A severe security lapse at Honda Motor Company has seen a vast database containing 134 million rows of systems data, much of it highly sensitive, exposed without any password protection online.
The data was on an unsecured Elasticsearch database that was freely accessible to anyone who came across it, and contained in-depth information about the company’s security systems and network.
This includes technical details of each individual computer, including IP addresses, operating systems, unique network identifiers and security solutions and patches.
As a result, the data would provide any malicious actors with an exhaustive map of the company’s systems, including all the soft spots that would provide easy access to the network. Any skilled – or even relatively unskilled – hacker could use this information to perform a successful and potentially devastating cyberattack on Honda, such as highly targeted attacks on high value employees.
“This is a hacker’s dream, a treasure trove of the most sought after information. Whoever has it, can own Honda’s network,” said Igor Baikalov, chief scientist at Securonix.

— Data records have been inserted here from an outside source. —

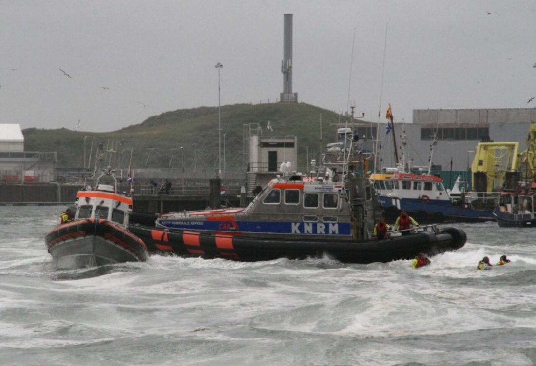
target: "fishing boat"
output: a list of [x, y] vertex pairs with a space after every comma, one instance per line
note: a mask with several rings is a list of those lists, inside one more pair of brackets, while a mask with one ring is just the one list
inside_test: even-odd
[[436, 225], [373, 238], [383, 210], [371, 181], [353, 168], [360, 158], [352, 151], [352, 134], [340, 135], [341, 147], [329, 151], [316, 171], [282, 172], [247, 207], [170, 212], [153, 227], [132, 224], [129, 229], [150, 252], [245, 262], [327, 255], [343, 263], [388, 262], [465, 244], [463, 230]]
[[[387, 115], [394, 129], [390, 107]], [[394, 136], [394, 131], [393, 133]], [[404, 131], [401, 137], [400, 162], [398, 162], [397, 155], [395, 167], [384, 168], [380, 172], [369, 176], [374, 182], [380, 204], [385, 210], [386, 219], [395, 220], [401, 210], [406, 211], [422, 223], [481, 222], [495, 219], [492, 212], [494, 198], [490, 200], [487, 197], [478, 196], [470, 199], [466, 197], [465, 189], [459, 189], [459, 177], [458, 184], [453, 187], [455, 193], [451, 195], [445, 189], [441, 177], [431, 174], [435, 136], [432, 137], [427, 167], [412, 167], [411, 163], [406, 163], [404, 148], [406, 135]], [[457, 191], [459, 191], [458, 194], [456, 194], [458, 193]], [[486, 202], [489, 204], [486, 205]]]
[[502, 227], [536, 227], [536, 192], [503, 192], [493, 209]]
[[46, 235], [48, 252], [59, 267], [147, 259], [145, 244], [128, 229], [132, 210], [130, 192], [119, 192], [110, 167], [101, 170], [94, 189], [88, 186], [77, 193], [73, 220], [56, 226]]

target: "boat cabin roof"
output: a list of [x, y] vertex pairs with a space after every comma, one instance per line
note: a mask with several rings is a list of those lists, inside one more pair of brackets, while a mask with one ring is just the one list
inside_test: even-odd
[[409, 173], [396, 173], [391, 178], [393, 181], [411, 181], [415, 182], [432, 182], [441, 183], [443, 181], [439, 177], [434, 175], [420, 175]]

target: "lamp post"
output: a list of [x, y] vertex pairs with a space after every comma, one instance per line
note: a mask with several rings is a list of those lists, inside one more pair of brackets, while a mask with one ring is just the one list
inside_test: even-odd
[[216, 69], [218, 69], [218, 163], [219, 165], [218, 169], [218, 176], [221, 177], [221, 110], [220, 100], [220, 69], [224, 67], [224, 65], [218, 62], [216, 64]]
[[469, 182], [469, 154], [474, 152], [474, 150], [470, 150], [470, 151], [467, 152], [467, 175], [466, 177], [467, 182]]
[[184, 154], [183, 153], [184, 150], [182, 146], [181, 146], [181, 166], [182, 167], [182, 194], [184, 194]]
[[86, 167], [86, 139], [87, 136], [84, 138], [84, 167]]

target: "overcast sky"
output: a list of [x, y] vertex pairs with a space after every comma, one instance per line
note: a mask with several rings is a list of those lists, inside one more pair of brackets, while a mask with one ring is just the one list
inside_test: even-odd
[[406, 122], [536, 107], [534, 0], [3, 0], [0, 123], [105, 132], [216, 106], [218, 62], [222, 105], [274, 102], [285, 13], [299, 101], [382, 122], [388, 103]]

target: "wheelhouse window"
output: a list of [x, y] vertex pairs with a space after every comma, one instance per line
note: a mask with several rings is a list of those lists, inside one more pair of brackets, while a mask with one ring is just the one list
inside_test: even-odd
[[318, 193], [303, 193], [303, 207], [308, 208], [317, 208], [318, 207]]
[[78, 211], [79, 219], [89, 219], [91, 217], [91, 209], [93, 206], [91, 205], [84, 205], [80, 206], [80, 211]]
[[323, 202], [324, 208], [337, 208], [339, 207], [339, 195], [336, 193], [325, 193]]
[[370, 201], [372, 199], [372, 189], [370, 185], [365, 187], [365, 194], [367, 195], [367, 200]]
[[269, 205], [278, 204], [281, 201], [281, 190], [279, 189], [273, 189], [268, 193], [268, 196], [264, 198], [263, 203]]
[[106, 206], [98, 206], [95, 209], [95, 219], [108, 219], [108, 207]]
[[300, 191], [297, 189], [285, 190], [285, 203], [287, 205], [297, 205], [300, 203]]
[[123, 223], [125, 221], [125, 212], [122, 210], [112, 208], [111, 221], [117, 223]]

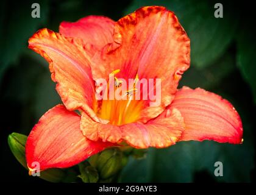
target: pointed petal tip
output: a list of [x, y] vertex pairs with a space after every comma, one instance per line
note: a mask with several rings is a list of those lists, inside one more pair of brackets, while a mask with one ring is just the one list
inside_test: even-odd
[[239, 114], [230, 102], [218, 94], [183, 87], [176, 93], [171, 107], [180, 110], [184, 118], [185, 130], [180, 141], [243, 141]]

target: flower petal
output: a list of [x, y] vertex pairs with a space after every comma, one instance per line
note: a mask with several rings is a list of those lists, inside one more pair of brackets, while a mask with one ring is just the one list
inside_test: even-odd
[[[81, 40], [80, 40], [81, 41]], [[93, 118], [94, 83], [87, 56], [79, 40], [67, 40], [47, 29], [36, 32], [29, 40], [29, 48], [49, 63], [56, 90], [69, 110], [82, 109]]]
[[82, 38], [85, 43], [99, 49], [113, 42], [114, 24], [114, 21], [107, 17], [89, 16], [74, 23], [63, 21], [59, 29], [64, 36]]
[[183, 87], [176, 93], [171, 108], [177, 108], [184, 118], [185, 130], [179, 141], [242, 142], [238, 113], [229, 101], [213, 93]]
[[113, 38], [94, 57], [93, 78], [107, 78], [119, 69], [117, 77], [124, 79], [135, 79], [137, 73], [140, 79], [161, 79], [162, 108], [145, 110], [141, 121], [146, 122], [173, 99], [181, 75], [190, 66], [190, 39], [176, 15], [158, 6], [142, 7], [118, 20]]
[[80, 130], [80, 116], [59, 105], [46, 112], [31, 131], [26, 145], [30, 169], [38, 162], [40, 169], [67, 168], [98, 153], [109, 143], [87, 140]]
[[83, 134], [91, 140], [121, 143], [123, 141], [137, 148], [164, 147], [175, 144], [181, 136], [185, 124], [177, 109], [147, 124], [130, 123], [120, 126], [104, 124], [82, 113], [80, 127]]

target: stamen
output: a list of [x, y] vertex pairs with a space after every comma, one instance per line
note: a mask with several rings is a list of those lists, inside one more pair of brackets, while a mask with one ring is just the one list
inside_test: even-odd
[[114, 74], [115, 75], [115, 74], [118, 74], [119, 72], [120, 72], [120, 69], [116, 69], [115, 71], [113, 71], [112, 73], [111, 73], [110, 74]]

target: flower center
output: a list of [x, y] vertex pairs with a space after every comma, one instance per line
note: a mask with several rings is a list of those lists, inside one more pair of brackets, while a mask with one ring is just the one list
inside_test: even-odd
[[109, 80], [104, 92], [107, 93], [107, 98], [96, 101], [94, 104], [94, 110], [98, 116], [117, 126], [135, 122], [140, 118], [143, 107], [143, 101], [134, 98], [137, 90], [135, 85], [138, 80], [138, 75], [133, 80], [132, 87], [127, 88], [127, 85], [124, 85], [126, 80], [116, 76], [119, 71], [116, 69], [109, 74]]

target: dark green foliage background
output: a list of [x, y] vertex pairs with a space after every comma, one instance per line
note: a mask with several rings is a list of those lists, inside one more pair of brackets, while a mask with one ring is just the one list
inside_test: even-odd
[[[27, 49], [27, 40], [46, 27], [58, 31], [62, 21], [89, 15], [117, 20], [143, 5], [161, 5], [174, 12], [191, 41], [191, 68], [180, 86], [204, 88], [229, 99], [241, 115], [242, 145], [212, 141], [178, 143], [151, 149], [142, 160], [130, 158], [120, 182], [244, 182], [255, 180], [256, 33], [249, 1], [37, 1], [41, 18], [32, 18], [34, 1], [0, 3], [0, 158], [1, 178], [8, 182], [43, 182], [29, 177], [7, 145], [12, 132], [28, 135], [40, 117], [60, 102], [48, 64]], [[214, 17], [221, 2], [224, 18]], [[221, 161], [224, 176], [214, 176]]]

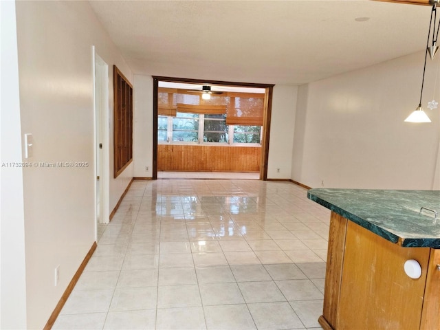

Exposed Honda database puts company at serious risk
It is not known if the database has been accessed by malicious actors, and any individual or group that has gained the information could easily bide their time before engaging in an attack, putting Honda in a very dangerous position.
“While it is unclear if this data has already been accessed by someone maliciously, it does highlight a concerning flaw in the security practices of Honda,” said Baikalov.
“If an attacker has already gained access they could use the data to carry out further attacks and gain deeper access to Honda’s networks causing substantial damage.”
“What makes this attack particularly troubling is that the information it revealed can potentially give hackers inside knowledge of the company’s security weak points and the ability to launch targeted attacks that exploit those identified vulnerabilities,” added Saryu Nayyar, CEO of Gurucul.
“This is a situation where behaviour analytics technology would be crucial for detecting and stopping abnormal and suspicious activities on the network before data can be stolen.”
Yet another database exposure
The Honda database exposure is yet another incident involving an unsecure database that is inadvertently left exposed online.
However, in most cases the incident involves a data breach, where customer data is involved. Examples include a breach involving 1.5 million Gearbest customers in March, the exposure of four million students’ personal data by AIESEC in January and the breach of five million Freedom Mobile customers’ data in May.